Pushing for an expansion of marriage is not, however, the only—or best—approach to getting people access to things they want or need but are denied at present because they don’t want to or can’t get married.  Instead of increasing the state’s involvement in folks’ personal lives by extending marriage rights to queers, the libertarian approach would be to oppose the government’s rules and regulations that put up the very barriers that drive people into the marriage trap.  Many employers now offer insurance benefits to unmarried partners or family members, but these benefits are taxed, unlike those for spouses and children, making them unaffordable for many.  Abolishing income taxes, in addition to all its other obvious plusses, would therefore allow more unmarried people to purchase insurance for their loved ones.  Schools and prisons that prohibit people who are not “related” from visiting or participating in the affairs of family members are creatures of the state.  While I yearn for the day when both prisons and schools are eliminated, until then, the rules and regulations of these statist institutions that discriminate against unmarried partners should be eliminated.

Going a step beyond this, we should challenge the existence of the legal institution of marriage itself.  Not only is it absurd that people who marry so readily promise to love someone else forever, marriage entails all sorts of legal traps most people do not think about when they enter into it.  Unlike a conventional contract, simply saying “I do” involves the parties in a web of legal commitments to each other and puts them at significant financial liability, without these conditions appearing in any of the documents people sign when getting married.  The rules are contained in the various state laws that regulate marriage, and thus the sexual behavior of individuals.  The state holds people to the terms of a lifelong contract, the provisions of which they never see and seldom understand until they are explained during divorce proceedings.  Marriage supporters need to remember that gay marriage has already created gay divorce, which is no less ugly than straight divorce.

Ain’t Nobody’s Business if I Do (or Don’t)

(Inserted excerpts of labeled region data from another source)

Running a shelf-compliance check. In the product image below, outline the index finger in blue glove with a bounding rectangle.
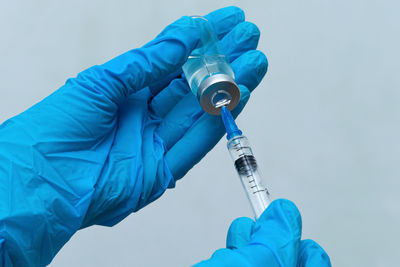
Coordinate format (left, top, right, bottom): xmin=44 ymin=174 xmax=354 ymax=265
xmin=162 ymin=50 xmax=268 ymax=180
xmin=231 ymin=199 xmax=301 ymax=266
xmin=151 ymin=21 xmax=260 ymax=117
xmin=73 ymin=7 xmax=244 ymax=110
xmin=226 ymin=217 xmax=254 ymax=249
xmin=297 ymin=239 xmax=332 ymax=267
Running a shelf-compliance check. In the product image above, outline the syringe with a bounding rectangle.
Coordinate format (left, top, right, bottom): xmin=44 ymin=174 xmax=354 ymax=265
xmin=221 ymin=106 xmax=271 ymax=219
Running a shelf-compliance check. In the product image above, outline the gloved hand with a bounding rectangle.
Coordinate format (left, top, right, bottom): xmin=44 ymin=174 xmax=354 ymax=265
xmin=0 ymin=7 xmax=267 ymax=266
xmin=195 ymin=199 xmax=331 ymax=267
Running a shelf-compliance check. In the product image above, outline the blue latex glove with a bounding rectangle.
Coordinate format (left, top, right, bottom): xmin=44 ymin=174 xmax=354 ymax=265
xmin=195 ymin=199 xmax=331 ymax=267
xmin=0 ymin=7 xmax=268 ymax=266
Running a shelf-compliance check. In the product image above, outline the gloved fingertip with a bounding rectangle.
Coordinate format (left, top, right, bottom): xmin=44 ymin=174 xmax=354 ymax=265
xmin=205 ymin=6 xmax=245 ymax=38
xmin=231 ymin=50 xmax=268 ymax=92
xmin=258 ymin=198 xmax=301 ymax=224
xmin=254 ymin=199 xmax=302 ymax=240
xmin=230 ymin=84 xmax=250 ymax=119
xmin=298 ymin=239 xmax=331 ymax=267
xmin=226 ymin=217 xmax=254 ymax=249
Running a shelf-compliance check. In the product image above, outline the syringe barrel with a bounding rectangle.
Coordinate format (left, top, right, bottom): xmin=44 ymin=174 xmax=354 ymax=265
xmin=227 ymin=135 xmax=270 ymax=219
xmin=182 ymin=16 xmax=240 ymax=115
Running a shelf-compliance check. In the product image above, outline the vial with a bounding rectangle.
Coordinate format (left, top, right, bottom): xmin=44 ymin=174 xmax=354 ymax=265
xmin=182 ymin=16 xmax=240 ymax=115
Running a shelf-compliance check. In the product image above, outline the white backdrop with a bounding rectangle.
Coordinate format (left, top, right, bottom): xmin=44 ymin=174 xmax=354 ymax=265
xmin=0 ymin=0 xmax=400 ymax=267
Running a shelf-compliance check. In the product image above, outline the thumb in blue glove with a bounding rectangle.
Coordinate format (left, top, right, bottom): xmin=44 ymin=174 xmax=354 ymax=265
xmin=195 ymin=199 xmax=331 ymax=267
xmin=0 ymin=7 xmax=268 ymax=266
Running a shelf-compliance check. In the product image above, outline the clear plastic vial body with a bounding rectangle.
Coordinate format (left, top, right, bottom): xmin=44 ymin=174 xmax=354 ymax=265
xmin=182 ymin=16 xmax=240 ymax=115
xmin=227 ymin=135 xmax=271 ymax=219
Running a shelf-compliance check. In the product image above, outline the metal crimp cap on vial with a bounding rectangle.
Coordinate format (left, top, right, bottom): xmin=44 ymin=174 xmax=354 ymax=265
xmin=197 ymin=74 xmax=240 ymax=115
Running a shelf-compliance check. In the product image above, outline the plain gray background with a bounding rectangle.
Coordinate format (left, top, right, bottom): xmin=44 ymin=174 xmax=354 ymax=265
xmin=0 ymin=0 xmax=400 ymax=267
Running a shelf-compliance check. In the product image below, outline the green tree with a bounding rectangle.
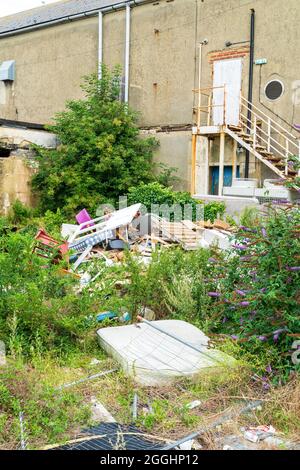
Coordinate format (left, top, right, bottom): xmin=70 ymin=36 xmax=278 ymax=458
xmin=32 ymin=66 xmax=158 ymax=214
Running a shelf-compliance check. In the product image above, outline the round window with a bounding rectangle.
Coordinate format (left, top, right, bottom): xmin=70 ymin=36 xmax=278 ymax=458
xmin=265 ymin=80 xmax=284 ymax=101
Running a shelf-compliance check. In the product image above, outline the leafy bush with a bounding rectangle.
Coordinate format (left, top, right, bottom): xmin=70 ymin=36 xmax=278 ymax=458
xmin=0 ymin=228 xmax=102 ymax=357
xmin=205 ymin=207 xmax=300 ymax=378
xmin=128 ymin=182 xmax=225 ymax=222
xmin=32 ymin=66 xmax=157 ymax=214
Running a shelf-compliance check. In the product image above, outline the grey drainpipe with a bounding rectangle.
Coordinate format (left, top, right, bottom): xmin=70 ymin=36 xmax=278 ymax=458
xmin=0 ymin=0 xmax=153 ymax=39
xmin=98 ymin=11 xmax=103 ymax=80
xmin=124 ymin=3 xmax=131 ymax=103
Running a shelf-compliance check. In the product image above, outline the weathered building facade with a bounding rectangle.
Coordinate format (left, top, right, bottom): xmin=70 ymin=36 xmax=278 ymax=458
xmin=0 ymin=0 xmax=300 ymax=209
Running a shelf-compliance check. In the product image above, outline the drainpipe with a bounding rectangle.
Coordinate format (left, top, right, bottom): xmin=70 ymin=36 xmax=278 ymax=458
xmin=0 ymin=0 xmax=153 ymax=39
xmin=98 ymin=11 xmax=103 ymax=80
xmin=124 ymin=3 xmax=131 ymax=103
xmin=245 ymin=9 xmax=255 ymax=178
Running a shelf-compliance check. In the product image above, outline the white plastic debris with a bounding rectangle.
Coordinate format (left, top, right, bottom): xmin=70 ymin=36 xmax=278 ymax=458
xmin=203 ymin=229 xmax=231 ymax=250
xmin=186 ymin=400 xmax=202 ymax=410
xmin=178 ymin=439 xmax=194 ymax=450
xmin=0 ymin=341 xmax=6 ymax=366
xmin=90 ymin=357 xmax=101 ymax=366
xmin=242 ymin=426 xmax=276 ymax=443
xmin=91 ymin=397 xmax=116 ymax=423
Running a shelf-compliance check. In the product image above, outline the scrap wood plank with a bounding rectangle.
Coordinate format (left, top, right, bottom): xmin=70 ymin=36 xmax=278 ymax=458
xmin=152 ymin=218 xmax=201 ymax=250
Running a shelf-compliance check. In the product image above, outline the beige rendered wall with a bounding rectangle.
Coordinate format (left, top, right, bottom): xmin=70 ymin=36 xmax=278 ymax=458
xmin=0 ymin=0 xmax=300 ymax=126
xmin=197 ymin=0 xmax=300 ymax=124
xmin=0 ymin=0 xmax=300 ymax=195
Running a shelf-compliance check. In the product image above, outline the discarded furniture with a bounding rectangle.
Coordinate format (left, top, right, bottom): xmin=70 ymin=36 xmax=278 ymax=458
xmin=75 ymin=209 xmax=94 ymax=228
xmin=33 ymin=229 xmax=69 ymax=262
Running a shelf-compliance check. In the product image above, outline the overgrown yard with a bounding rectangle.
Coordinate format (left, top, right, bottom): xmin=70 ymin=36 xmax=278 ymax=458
xmin=0 ymin=201 xmax=300 ymax=449
xmin=0 ymin=67 xmax=300 ymax=449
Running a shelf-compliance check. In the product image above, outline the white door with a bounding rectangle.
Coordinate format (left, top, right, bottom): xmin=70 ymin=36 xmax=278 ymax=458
xmin=213 ymin=59 xmax=242 ymax=126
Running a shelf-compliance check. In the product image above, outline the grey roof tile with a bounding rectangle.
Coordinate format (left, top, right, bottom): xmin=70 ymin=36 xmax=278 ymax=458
xmin=0 ymin=0 xmax=116 ymax=35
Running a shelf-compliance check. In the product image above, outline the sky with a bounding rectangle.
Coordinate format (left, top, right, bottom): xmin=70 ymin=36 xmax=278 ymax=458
xmin=0 ymin=0 xmax=59 ymax=17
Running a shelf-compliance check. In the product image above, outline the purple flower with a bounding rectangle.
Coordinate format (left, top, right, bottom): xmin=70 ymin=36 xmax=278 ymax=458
xmin=266 ymin=364 xmax=273 ymax=374
xmin=261 ymin=228 xmax=268 ymax=238
xmin=258 ymin=336 xmax=267 ymax=341
xmin=240 ymin=255 xmax=252 ymax=261
xmin=235 ymin=289 xmax=246 ymax=297
xmin=207 ymin=292 xmax=221 ymax=297
xmin=232 ymin=244 xmax=248 ymax=251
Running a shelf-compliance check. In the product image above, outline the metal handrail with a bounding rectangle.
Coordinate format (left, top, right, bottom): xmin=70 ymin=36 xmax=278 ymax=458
xmin=241 ymin=95 xmax=298 ymax=140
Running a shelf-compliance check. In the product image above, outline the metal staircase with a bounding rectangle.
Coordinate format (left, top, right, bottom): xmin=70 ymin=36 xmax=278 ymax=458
xmin=225 ymin=96 xmax=300 ymax=184
xmin=194 ymin=86 xmax=300 ymax=190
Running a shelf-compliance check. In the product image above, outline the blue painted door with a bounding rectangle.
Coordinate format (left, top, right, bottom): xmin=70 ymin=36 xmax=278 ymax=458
xmin=211 ymin=166 xmax=240 ymax=195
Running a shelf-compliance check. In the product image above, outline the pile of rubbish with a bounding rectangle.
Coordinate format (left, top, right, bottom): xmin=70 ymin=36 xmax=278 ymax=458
xmin=34 ymin=204 xmax=231 ymax=284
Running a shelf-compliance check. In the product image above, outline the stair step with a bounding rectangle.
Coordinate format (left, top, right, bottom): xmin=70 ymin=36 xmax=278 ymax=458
xmin=255 ymin=145 xmax=266 ymax=152
xmin=264 ymin=155 xmax=281 ymax=163
xmin=227 ymin=125 xmax=242 ymax=132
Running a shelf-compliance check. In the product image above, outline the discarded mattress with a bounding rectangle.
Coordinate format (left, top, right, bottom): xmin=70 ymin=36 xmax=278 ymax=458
xmin=97 ymin=320 xmax=235 ymax=386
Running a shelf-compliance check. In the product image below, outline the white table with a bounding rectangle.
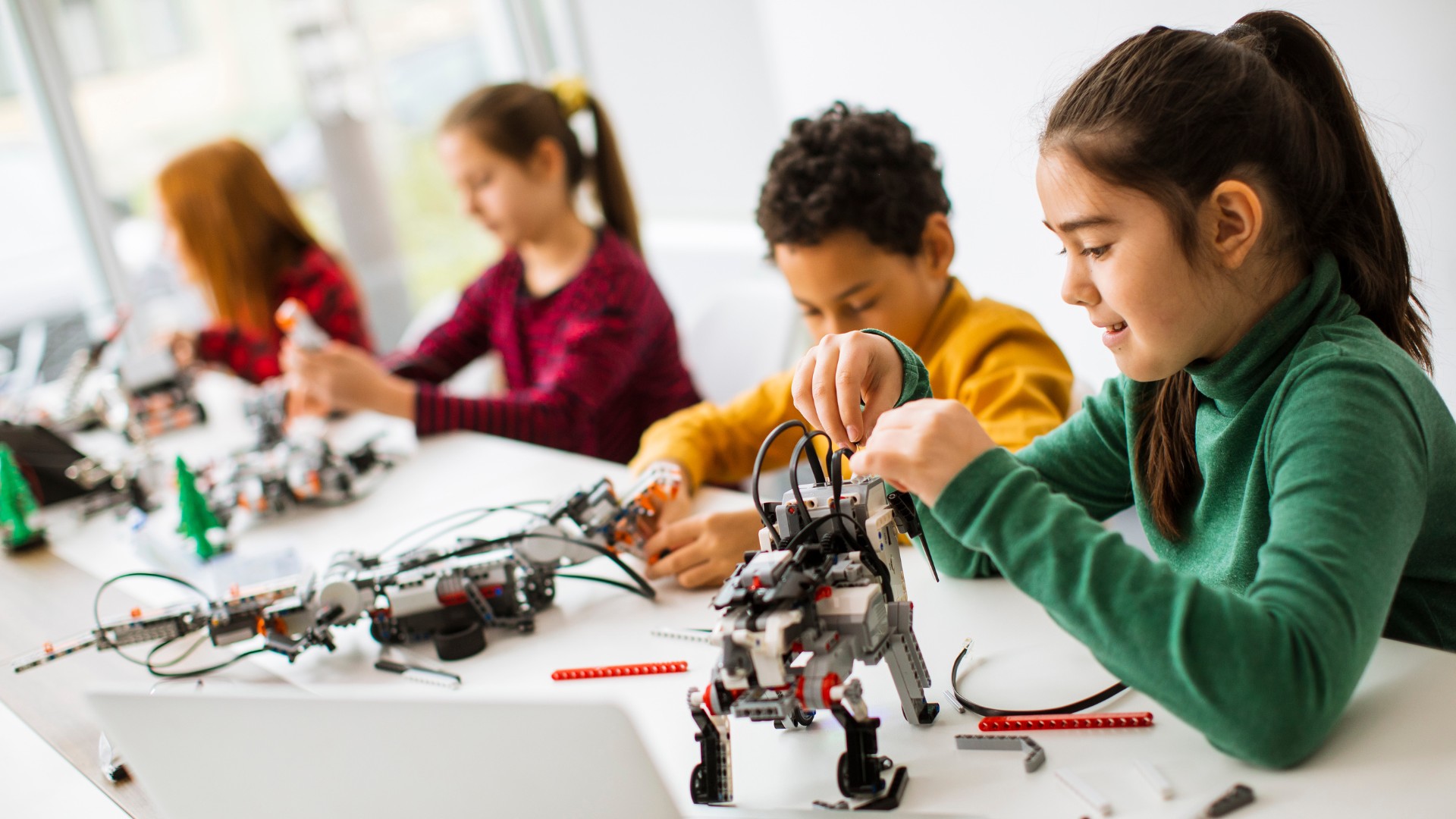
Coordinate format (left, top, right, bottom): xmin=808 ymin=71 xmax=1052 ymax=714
xmin=0 ymin=405 xmax=1456 ymax=819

      While I believe an anti-statist, anti-marriage approach would lead to more individual freedom than the gay marriage strategy, I recognize that it will be much easier to get gay marriage legalized everywhere in the United States, since it poses no threat to the basic structure or functions of authoritarian society. What I have suggested, instead, fundamentally challenges the state’s right to control our behavior and steal and use our money as it chooses.  Abolishing legal marriage would allow people to couple and uncouple as they see fit and set the terms of their relationships between and among themselves.  Whether opposite-sex, same-sex, couples, triads, or entire gangs of partners, people’s sexual relationships and practices should be their business and that of no one else.  People would be free to call their arrangement marriage if they like, and could even have a religious or secular “authority” figure mumble some nonsense over them to sanctify it.  But without the state to enforce its unilaterally imposed terms on the participants, it would be an entirely different creature.  If people feel the need to agree to a formal contract before they fuck, suck and/or breed, let them.  But it should be left to them and them alone to draw up such an agreement.

The prospects for a free, anarchist society are not very bright at present, so marriage, for better or for worse, will clearly be around for a long time to come.  While I hold matrimony, holy or otherwise, in complete contempt, allowing same-sex couples to marry is only fair.  After all, why should they be denied the same opportunity to allow the government into their bedroom in exchange for cheaper health insurance and the right to alimony that is available to heteros?  Until folks wise up and realize that the supposed benefits of marriage and other government institutions are not worth the price of surrendering one’s freedom and self-respect, that is the best we can expect.